You must keep your intestinal contents moving out of your body. The longer stool stays in the body, the longer and more chance it has to cause problems. Those problems being constipation and pain and discomfort, immune reactions, growth of the wrong bacteria, growth of too many bacteria, and cancer. Colon cancer is the second most common cancer. Why is that? Because there are chemicals inherent to the colonic contents that are carcinogenic. The longer a carcinogen is exposed to the cells, the greater the chance of it forming a cancer. Not to mention how good you can make yourself feel from the immune standpoint by keeping the colonic contents, the bacteria, and all their metabolic by-products, continuously moving out of the body.
We found in our colitis research many years ago that when people had chronic diarrhea from colitis, and then had a colonoscopy before which they had to wash out the colon completely with laxatives, in about 5% it cured their colitis just from the washout, just from the procedure.

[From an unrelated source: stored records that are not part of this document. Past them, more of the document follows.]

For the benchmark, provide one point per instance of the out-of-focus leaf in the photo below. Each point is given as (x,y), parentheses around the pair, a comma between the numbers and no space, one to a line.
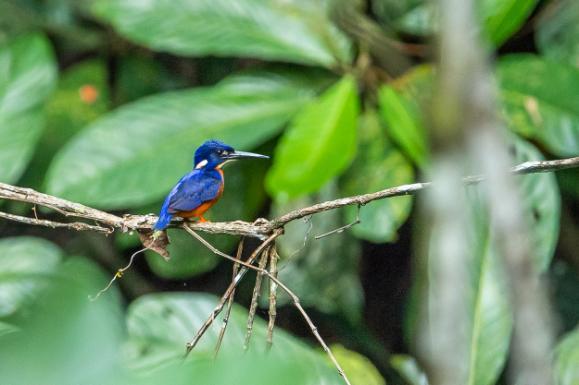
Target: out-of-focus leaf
(27,77)
(63,329)
(242,198)
(324,272)
(408,369)
(26,265)
(160,324)
(297,30)
(81,97)
(505,17)
(567,359)
(545,110)
(319,144)
(359,368)
(542,204)
(378,166)
(404,124)
(500,18)
(558,32)
(564,280)
(154,138)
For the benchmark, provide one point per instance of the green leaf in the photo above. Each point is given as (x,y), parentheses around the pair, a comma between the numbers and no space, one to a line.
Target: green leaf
(81,96)
(63,329)
(545,110)
(27,77)
(319,144)
(500,18)
(135,154)
(26,265)
(567,359)
(408,369)
(323,273)
(360,369)
(298,31)
(242,198)
(557,34)
(159,325)
(505,17)
(404,124)
(541,201)
(378,166)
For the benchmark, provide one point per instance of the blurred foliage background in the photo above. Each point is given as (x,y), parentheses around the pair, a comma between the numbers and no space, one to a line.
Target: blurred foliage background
(103,102)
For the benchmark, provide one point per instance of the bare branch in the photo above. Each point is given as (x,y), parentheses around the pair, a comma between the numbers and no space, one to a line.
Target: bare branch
(260,229)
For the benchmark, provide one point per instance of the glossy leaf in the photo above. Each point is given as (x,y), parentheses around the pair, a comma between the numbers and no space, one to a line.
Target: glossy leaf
(26,264)
(155,138)
(500,18)
(242,198)
(567,359)
(360,369)
(545,110)
(378,166)
(159,325)
(319,144)
(82,96)
(404,124)
(27,77)
(297,31)
(558,33)
(323,273)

I therefore started including an intestinal lavage in my treatment studies. I figured everybody ought to do that at the beginning. I have been experimenting with better methods, maybe more natural methods, and with better agents to help arthritis and fibromyalgia. We know that rodents do not get colitis, and do not get any inflammatory bowel disease if they have no bacteria in their gut. We don't really know that this is true in humans (since the experiments were with animals), but in animals raised in germ-free conditions (what we would call "a bubble"), they never get colitis, they never get damage. So, the less bacteria one has in their colon, especially the less Bacteroides, the better.
Keeping the colonic contents moving and healthy also improves the nature and amounts of colonic gases that are generated. The more toxic colonic gases are generated mostly from sulfur-containing amino acids. That may be another way that lowering protein in your diet keeps from generating immune reactions. There is a researcher in Minneapolis who has made a career of studying intestinal gas. We worked together on a project from the hypothesis that colitis may be due to the generation of toxic sulfur gases. If we for one minute breathed the gases that our colon cells are exposed to, we'd be dead. They are extremely toxic sulfur-containing gases such as sulfur dioxide and hydrogen sulfide, also known as "rotten egg" or "egg gas". You all know it. It seems that people with colitis don't seem to metabolize these type of gases properly and this may contribute to the inflammation involved with colitis.
How do you keep your intestinal contents moving? Mostly by eating healthy fiber. It's not grain fiber. It's got to be fresh fruits and vegetables, and to some extent raw nuts. Why not water? Because when you drink water, it doesn't get to your colon. It gets absorbed right away. Although if you are dehydrated, your colon will absorb more water, so additional water above a normal intake doesn't help, but avoiding being dehydrated does.